REST
REST
リソース(データ)を中心に据え、HTTPの標準的な仕組みでやり取りするアーキテクチャスタイル。ステートレスで疎結合なので、公開APIや水平スケールに向く。
RPCとの思想の違い: 振る舞い vs データ
ここが一番の勘所です。
- RPC = 『操作(振る舞い)』を公開する。
createUser、deleteUserのように動詞中心。 - REST = 『リソース(データ)』を公開する。
/usersという名詞に対し、HTTPの動詞(GET/POST/DELETE)で操作する。
図を描画中...
RESTでは『1つのリソース(/users)に対し、標準のHTTP動詞で操作する』という統一感があります。新しい操作のために新APIを作る必要が減ります。
RESTの4つの柱
- URIでリソースを識別:
/users/123がユーザー123を一意に指す。 - HTTP verbで操作: GET(取得)、POST(作成)、PUT(更新)、DELETE(削除)。
- 自己記述的なエラー: ステータスコード(200成功、404なし、500エラー)で結果を伝える。
- HATEOAS: レスポンスに『次にできる操作』へのリンクを含め、クライアントを誘導する。
ステートレスの威力
RESTの各リクエストは自己完結しています。サーバーは前のリクエストの状態を覚えていません(ステートレス)。
これが水平スケールに効きます。状態を持たないので、どのサーバーにリクエストが振られても同じように処理できる。
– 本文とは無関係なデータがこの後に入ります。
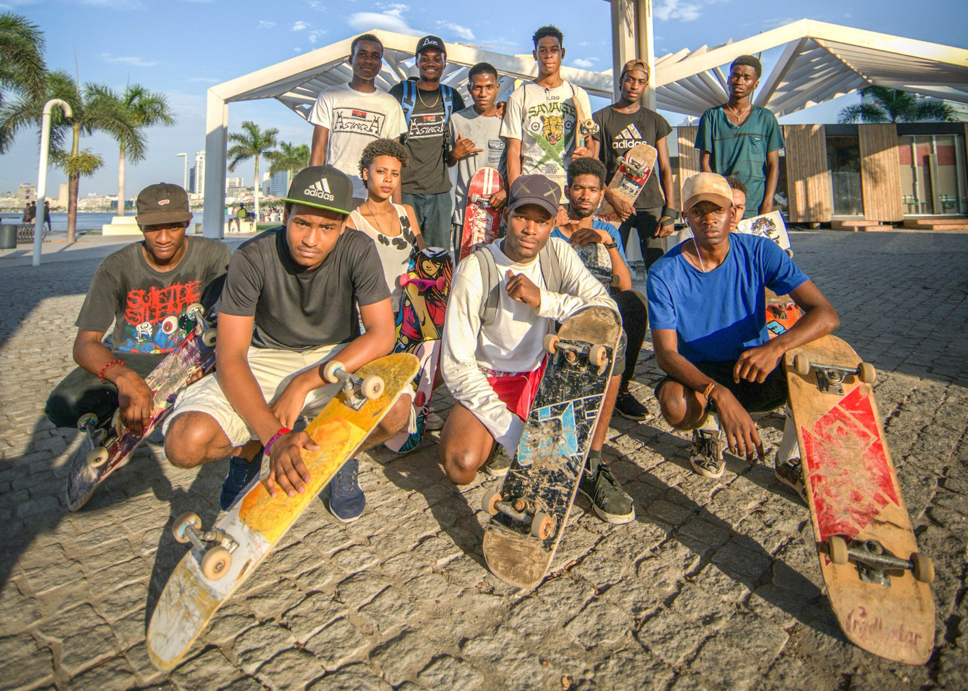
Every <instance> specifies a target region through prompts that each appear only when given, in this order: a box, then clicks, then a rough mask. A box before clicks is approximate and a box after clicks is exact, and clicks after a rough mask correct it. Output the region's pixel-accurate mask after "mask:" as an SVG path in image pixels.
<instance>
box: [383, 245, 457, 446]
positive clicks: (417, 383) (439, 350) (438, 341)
mask: <svg viewBox="0 0 968 691" xmlns="http://www.w3.org/2000/svg"><path fill="white" fill-rule="evenodd" d="M453 274H454V265H453V262H452V261H451V258H450V252H447V251H446V250H440V249H426V250H421V251H420V252H418V253H417V254H416V255H414V257H413V258H412V259H411V260H410V267H409V269H408V271H407V273H405V274H403V276H401V277H400V285H402V286H403V299H402V300H400V312H399V314H398V315H397V342H396V345H395V346H394V348H393V350H394V352H396V353H412V354H413V355H415V356H416V357H417V359H418V360H419V361H420V371H419V373H418V374H417V378H416V380H415V381H414V390H415V392H416V393H415V396H414V401H413V404H414V406H415V407H416V408H417V431H416V432H414V433H413V434H408V433H407V431H406V430H403V431H402V432H400V433H399V434H398V435H396V436H395V437H393V438H392V439H389V440H388V441H387V442H386V447H387V448H388V449H390V450H391V451H396V452H398V453H403V452H404V451H410V450H411V449H413V448H416V446H417V445H418V444H419V443H420V440H421V439H423V433H424V430H425V428H426V424H427V414H428V413H429V412H430V399H431V397H432V396H433V393H434V377H435V376H436V375H437V363H438V362H440V335H441V333H442V332H443V329H444V310H445V308H446V306H447V297H448V296H449V295H450V281H451V279H452V277H453Z"/></svg>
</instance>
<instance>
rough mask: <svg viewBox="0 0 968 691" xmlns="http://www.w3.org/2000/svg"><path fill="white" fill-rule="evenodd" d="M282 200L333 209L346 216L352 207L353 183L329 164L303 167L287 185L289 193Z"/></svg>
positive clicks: (304, 204)
mask: <svg viewBox="0 0 968 691" xmlns="http://www.w3.org/2000/svg"><path fill="white" fill-rule="evenodd" d="M282 201H284V202H291V203H293V204H302V205H303V206H312V207H315V208H317V209H326V210H327V211H335V212H336V213H338V214H343V215H346V216H348V215H349V214H350V212H351V211H352V210H353V209H354V207H355V205H354V204H353V183H351V182H350V179H349V178H348V177H347V176H346V174H345V173H343V172H342V171H340V170H337V169H336V168H334V167H333V166H331V165H325V166H310V167H308V168H303V169H302V170H300V171H299V172H298V173H296V177H294V178H293V179H292V184H291V185H289V193H288V194H287V195H286V196H285V197H282Z"/></svg>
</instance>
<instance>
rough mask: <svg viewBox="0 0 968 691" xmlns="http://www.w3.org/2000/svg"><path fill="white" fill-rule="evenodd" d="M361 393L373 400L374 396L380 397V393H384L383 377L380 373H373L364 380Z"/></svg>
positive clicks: (363, 394)
mask: <svg viewBox="0 0 968 691" xmlns="http://www.w3.org/2000/svg"><path fill="white" fill-rule="evenodd" d="M360 393H362V394H363V398H368V399H370V400H371V401H372V400H373V399H374V398H379V397H380V394H382V393H383V377H381V376H379V375H378V374H371V375H370V376H369V377H367V378H366V379H364V380H363V385H362V386H360Z"/></svg>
ロードバランサーで台数を自由に増やせます(『ロードバランサー』の章のステートレスの話と直結)。
図を描画中...
RPC vs REST 早見表
| 操作 | RPCの例 | RESTの例 |
|---|---|---|
| 登録 | POST /signup | POST /persons |
| 退会 | POST /resign {personid} | DELETE /persons/1234 |
| 取得 | GET /readPerson?personid=1234 | GET /persons/1234 |
つまずきポイント(短所)
- 単純なリソース階層に収まらないデータ(複雑な操作)は表現しづらい。
- 関連データをまとめて取りたいとき、複数回リクエストが要る(例: ユーザー→その投稿→各投稿のコメント)。モバイルなど往復コストが高い環境で不利。GraphQLはこの不満から生まれた。
- フィールドが増えるとレスポンスが肥大化しやすい。
使い分けの結論
- 外部公開・汎用・疎結合 → REST(public HTTP API)。
- 内部・性能重視・密結合OK → RPC。